THE result is Challenges and Opportunities Abroad, a 348 page document available for £8 from the Government Publications. I have bought my copy and placed it, alongside a dauntingly high pile of other worthy tomes, on the table beside my bed.

But even a cursory reading of its main points raises doubts that the White Paper is going to set the phone lines jangling to Gerry Ryan and Gay Byrne.

If Mr Spring really wants to produce a "deeper sense of public ownership of foreign policy" - and I'm sure he does - his officials are going to have to think of ways of making the issues more urgently relevant. The role of the media, particularly television, is crucial in this context.

Inevitably, given Ireland's impending presidency of the European Union, much of the White Paper is concerned with the hard choices facing member states in the immediate future and how Ireland's economic and political interests can best be protected.

On the one hand we look forward to the challenge of enlargement; on the other the admission of poorer states must not be allowed to threaten the financial support on which we have depended so heavily and for so long. That sort of thing. Security issues, the thorny problem of neutrality take up a lot of space.

But there is also much in the White Paper about issues to which Ireland can bring an individual perspective and which are also likely to appeal to the public imagination. The focus on human rights, a proper and more generous allocation of aid to developing countries, concern for the future of the UN; these are all issues to which many Irish people already feel a strong commitment.

The reasons for this were well put by Kader Asmal when he spoke of this country's experience of colonialism. This history is unique among the present members of the EU and puts a heavy responsibility on us and one to which we have not always in the past responded to represent the interests of those on the receiving end of discrimination and injustice.

At a personal level we react with extraordinary generosity to images of famine and disaster. Our overseas aid workers are a synonym for constructive compassion. On occasions, when these qualities have been harnessed to political action, they have been a potent force for change.

Foreign diplomats, for example, are mystified by Ireland's continuing concern about what is happening in East Timor. Yet this policy is largely the result of the driving energy and intelligent commitment of one man, Tom Hyland, an unemployed bus driver who watched a television documentary on Indonesian human rights abuses in East Timor and decided that something must be done about it.

Last week in the United States I listened to Arthur Schlesinger jnr, the distinguished historian, give an impassioned lecture on the threat to democracy posed by the increasing fragmentation of apparently stable societies into ethnic and tribal groups.

The most obvious and tragic example of this has been the break up of the former Yugoslavia - an issue on which Ireland could and should have played a much sharper role in monitoring and influencing the European Union's policy.

But Dr Schlesinger also speculated on what could happen to the independent states which have emerged from the former Soviet Union and the ethnic and tribal tensions that abound.

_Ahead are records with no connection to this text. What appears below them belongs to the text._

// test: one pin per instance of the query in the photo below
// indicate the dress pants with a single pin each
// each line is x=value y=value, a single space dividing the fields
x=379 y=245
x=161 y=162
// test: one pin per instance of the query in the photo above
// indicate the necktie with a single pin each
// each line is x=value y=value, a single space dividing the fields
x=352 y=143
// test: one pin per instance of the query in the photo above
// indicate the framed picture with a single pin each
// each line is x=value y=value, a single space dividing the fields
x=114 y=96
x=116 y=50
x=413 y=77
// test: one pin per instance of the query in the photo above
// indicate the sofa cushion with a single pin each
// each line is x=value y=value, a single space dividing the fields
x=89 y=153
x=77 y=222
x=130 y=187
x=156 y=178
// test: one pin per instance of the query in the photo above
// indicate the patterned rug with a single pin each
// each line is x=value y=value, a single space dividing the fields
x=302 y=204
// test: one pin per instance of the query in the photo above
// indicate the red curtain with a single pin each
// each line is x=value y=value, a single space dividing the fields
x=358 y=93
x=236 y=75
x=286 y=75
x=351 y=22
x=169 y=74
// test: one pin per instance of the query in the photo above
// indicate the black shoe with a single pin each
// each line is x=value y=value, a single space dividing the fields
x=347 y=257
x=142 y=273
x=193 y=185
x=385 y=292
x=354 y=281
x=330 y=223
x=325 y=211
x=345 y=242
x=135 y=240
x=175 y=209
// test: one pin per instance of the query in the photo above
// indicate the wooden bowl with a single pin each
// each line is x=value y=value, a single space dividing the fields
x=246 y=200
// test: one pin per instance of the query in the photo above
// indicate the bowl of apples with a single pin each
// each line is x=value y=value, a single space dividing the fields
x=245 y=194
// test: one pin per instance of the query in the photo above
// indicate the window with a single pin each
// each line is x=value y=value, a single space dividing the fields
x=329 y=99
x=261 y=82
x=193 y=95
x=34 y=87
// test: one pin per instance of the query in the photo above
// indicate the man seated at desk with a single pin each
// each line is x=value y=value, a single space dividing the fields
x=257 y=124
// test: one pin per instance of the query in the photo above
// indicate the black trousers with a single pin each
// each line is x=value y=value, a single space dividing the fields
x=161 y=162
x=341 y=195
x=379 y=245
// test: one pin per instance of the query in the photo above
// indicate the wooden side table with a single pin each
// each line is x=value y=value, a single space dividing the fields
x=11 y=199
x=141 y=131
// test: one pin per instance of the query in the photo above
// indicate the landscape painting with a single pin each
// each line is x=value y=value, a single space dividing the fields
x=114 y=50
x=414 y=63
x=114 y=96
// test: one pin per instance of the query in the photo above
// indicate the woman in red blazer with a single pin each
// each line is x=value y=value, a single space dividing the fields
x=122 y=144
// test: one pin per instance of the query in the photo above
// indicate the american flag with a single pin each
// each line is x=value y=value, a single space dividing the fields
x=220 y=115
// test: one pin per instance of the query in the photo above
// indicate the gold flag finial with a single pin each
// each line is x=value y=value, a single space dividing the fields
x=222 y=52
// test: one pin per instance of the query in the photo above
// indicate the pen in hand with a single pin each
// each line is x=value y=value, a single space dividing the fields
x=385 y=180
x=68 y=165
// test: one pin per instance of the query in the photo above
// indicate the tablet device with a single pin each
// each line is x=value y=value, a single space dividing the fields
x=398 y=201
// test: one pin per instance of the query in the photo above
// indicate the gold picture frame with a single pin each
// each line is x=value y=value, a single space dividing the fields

IT IS in this area of potential conflict that Ireland's recent experience is of great importance. When we look at the Northern peace process on a daily or weekly or monthly basis, it is too easy to become depressed by the lack of movement, the failures in generosity. What we forget is how much we have all moved, nationalists and unionists alike, in putting behind us the deadly tribal simplicities of the past.

Sinn Fein is at one with other Irish nationalist parties in no longer believing that it is either possible or desirable to coerce unionists into a united Ireland. Unionist leaders, even David Trimble at his most "bilious", know their community wants to work out some way of living with their nationalist neighbours, even though this will involve compromises.

This change in attitudes has been brought about in large part by individuals and communities determined to build bridges across the tribal divide, through church groups, community associations, education to promote greater understanding and so on.

President Robinson was absolutely right when she said that South Africa's success in building reconciliation against great odds had struck a deep chord in Ireland. But this country's efforts to heal ancient divisions are also very close to the problems facing countries in Europe and further afield in the Middle East and Africa.

It is by informing ourselves on these areas, relating their problems to our own, that we can best help to build a greater public interest, and thus a "deeper sense of public ownership" of foreign policy.